To further show commitment, Uganda ratified the subsidiary protocol to the CBD, the Cartagena Protocol on Biosafety, in 2002. This led to Uganda’s Biotechnology and Biosafety Policy of 2008, which was meant to guide in the safe application of modern biotechnology.

Unfortunately, the 2008 biosafety policy was followed by several attempts to adopt a biosafety law, all of which have collapsed. While government officials engage in these various policy rituals, ordinary farmers continue to suffer from incidences of drought, pest, diseases, decreasing soil fertility, declining crop productivity and nutrient deficiencies. Statistics from the Ministry of Agriculture put the sector’s approximate growth rate at a stagnating 2 per cent for close to a decade.
This has been attributed to pests and diseases, low use of fertilizers, reliance on rainfall and low levels of mechanisation. In its sector plan, the Agriculture ministry promised to develop and implement a policy and regulatory framework for biotechnology in response to the 2008 biosafety policy.

The 2008 policy recognised the role of agricultural biotechnology in reducing the challenge of declining agricultural productivity resulting from drought, pests and diseases, and declining soil fertility.
Ugandan scientists, through public research systems, have responded to the urgent call of combating the glaring impacts of climate change on our vulnerable subsistence farmers.
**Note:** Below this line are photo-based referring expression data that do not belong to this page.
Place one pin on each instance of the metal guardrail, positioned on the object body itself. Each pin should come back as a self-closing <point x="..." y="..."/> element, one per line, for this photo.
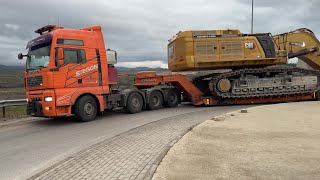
<point x="13" y="102"/>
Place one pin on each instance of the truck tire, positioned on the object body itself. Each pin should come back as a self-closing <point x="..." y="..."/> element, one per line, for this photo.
<point x="173" y="98"/>
<point x="85" y="109"/>
<point x="134" y="103"/>
<point x="155" y="100"/>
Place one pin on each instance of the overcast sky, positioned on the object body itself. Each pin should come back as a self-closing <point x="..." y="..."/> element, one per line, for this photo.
<point x="139" y="29"/>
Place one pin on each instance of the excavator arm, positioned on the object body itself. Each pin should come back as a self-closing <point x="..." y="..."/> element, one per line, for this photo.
<point x="301" y="43"/>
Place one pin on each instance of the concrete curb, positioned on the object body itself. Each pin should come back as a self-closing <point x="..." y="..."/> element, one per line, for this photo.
<point x="18" y="121"/>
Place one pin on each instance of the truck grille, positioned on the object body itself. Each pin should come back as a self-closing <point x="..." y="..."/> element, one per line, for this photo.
<point x="34" y="81"/>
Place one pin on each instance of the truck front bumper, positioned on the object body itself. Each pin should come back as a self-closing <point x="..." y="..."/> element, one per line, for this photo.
<point x="37" y="106"/>
<point x="34" y="109"/>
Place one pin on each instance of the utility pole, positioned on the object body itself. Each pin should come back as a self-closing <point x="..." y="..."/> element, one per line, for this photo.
<point x="252" y="17"/>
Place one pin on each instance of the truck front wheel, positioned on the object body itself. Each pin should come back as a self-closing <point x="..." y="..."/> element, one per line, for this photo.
<point x="134" y="103"/>
<point x="85" y="109"/>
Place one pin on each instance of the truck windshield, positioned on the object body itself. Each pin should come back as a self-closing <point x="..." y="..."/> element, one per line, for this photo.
<point x="39" y="56"/>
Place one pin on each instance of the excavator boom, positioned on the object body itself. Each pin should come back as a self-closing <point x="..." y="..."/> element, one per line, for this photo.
<point x="301" y="43"/>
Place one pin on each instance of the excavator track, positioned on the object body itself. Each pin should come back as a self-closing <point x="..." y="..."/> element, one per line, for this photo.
<point x="262" y="82"/>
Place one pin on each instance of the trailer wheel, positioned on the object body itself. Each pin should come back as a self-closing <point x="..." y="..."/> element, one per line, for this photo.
<point x="155" y="100"/>
<point x="173" y="98"/>
<point x="85" y="109"/>
<point x="134" y="103"/>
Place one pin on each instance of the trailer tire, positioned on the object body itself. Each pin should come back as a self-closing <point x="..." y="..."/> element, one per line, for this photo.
<point x="155" y="100"/>
<point x="134" y="103"/>
<point x="85" y="108"/>
<point x="173" y="98"/>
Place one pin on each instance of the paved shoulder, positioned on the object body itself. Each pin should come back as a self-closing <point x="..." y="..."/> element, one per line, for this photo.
<point x="269" y="142"/>
<point x="131" y="155"/>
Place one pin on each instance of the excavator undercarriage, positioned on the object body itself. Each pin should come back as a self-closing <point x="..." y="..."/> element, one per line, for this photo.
<point x="260" y="82"/>
<point x="257" y="62"/>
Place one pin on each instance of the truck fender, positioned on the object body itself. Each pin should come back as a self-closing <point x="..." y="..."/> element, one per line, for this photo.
<point x="126" y="93"/>
<point x="98" y="98"/>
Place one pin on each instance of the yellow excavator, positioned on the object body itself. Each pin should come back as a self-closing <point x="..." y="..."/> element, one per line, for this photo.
<point x="254" y="61"/>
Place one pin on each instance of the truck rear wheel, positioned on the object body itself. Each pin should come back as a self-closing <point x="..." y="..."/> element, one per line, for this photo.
<point x="85" y="109"/>
<point x="173" y="98"/>
<point x="155" y="100"/>
<point x="134" y="103"/>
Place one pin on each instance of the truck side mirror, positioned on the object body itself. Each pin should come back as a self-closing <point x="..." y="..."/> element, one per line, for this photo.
<point x="60" y="57"/>
<point x="20" y="56"/>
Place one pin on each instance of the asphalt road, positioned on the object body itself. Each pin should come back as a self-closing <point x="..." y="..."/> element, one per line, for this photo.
<point x="30" y="147"/>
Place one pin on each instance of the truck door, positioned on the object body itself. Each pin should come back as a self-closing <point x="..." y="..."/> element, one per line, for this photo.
<point x="69" y="74"/>
<point x="206" y="48"/>
<point x="231" y="48"/>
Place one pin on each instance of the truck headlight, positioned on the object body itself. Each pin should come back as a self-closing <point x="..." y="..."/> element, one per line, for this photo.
<point x="48" y="99"/>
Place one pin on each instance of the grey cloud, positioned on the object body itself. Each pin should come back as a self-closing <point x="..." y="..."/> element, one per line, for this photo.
<point x="139" y="29"/>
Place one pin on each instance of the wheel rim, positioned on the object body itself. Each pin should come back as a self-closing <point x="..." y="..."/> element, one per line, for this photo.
<point x="88" y="108"/>
<point x="135" y="102"/>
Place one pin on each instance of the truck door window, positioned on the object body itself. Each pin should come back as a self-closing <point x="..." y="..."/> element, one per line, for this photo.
<point x="74" y="56"/>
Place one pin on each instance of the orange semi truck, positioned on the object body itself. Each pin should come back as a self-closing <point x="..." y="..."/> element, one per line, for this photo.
<point x="69" y="72"/>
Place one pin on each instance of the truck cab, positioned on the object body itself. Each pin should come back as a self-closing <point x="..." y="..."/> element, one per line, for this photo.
<point x="65" y="64"/>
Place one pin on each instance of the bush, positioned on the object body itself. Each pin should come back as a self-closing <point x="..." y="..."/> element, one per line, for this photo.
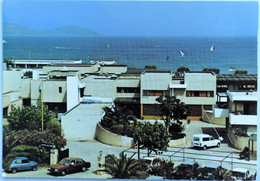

Crops tolerant to drought; efficient in nitrogen uptake; resistant to emerging pests like Fall armyworm; and resistant to diseases like brown streak disease in cassava, bacterial wilt disease in banana and late blight disease in potato, have been developed in government research facilities.
To combat deficiencies of micronutrients, banana rich in vitamin A and beans fortified with iron and zinc, have also been bred for subsisting farmers and their communities.

In short, Uganda has crops that can address the very same challenges expressly mentioned in the IPPC report under food security, and farmers who are eager to grow them. But despite the patriotic response by Ugandan scientists and their colleagues elsewhere, political decisions like President Museveni’s declining to sign the Biosafety Bill into law impede Uganda’s ability to address the urgent global challenges emphasised in the IPPC report.

As the IPPC pointed out, the global situation is becoming increasingly urgent, and our window for responding is beginning to close. Uganda must decide whether it wants to be part of the problem, or part of the solution.

Mr Ongu is the executive director, Science Foundation for Livelihoods and Development.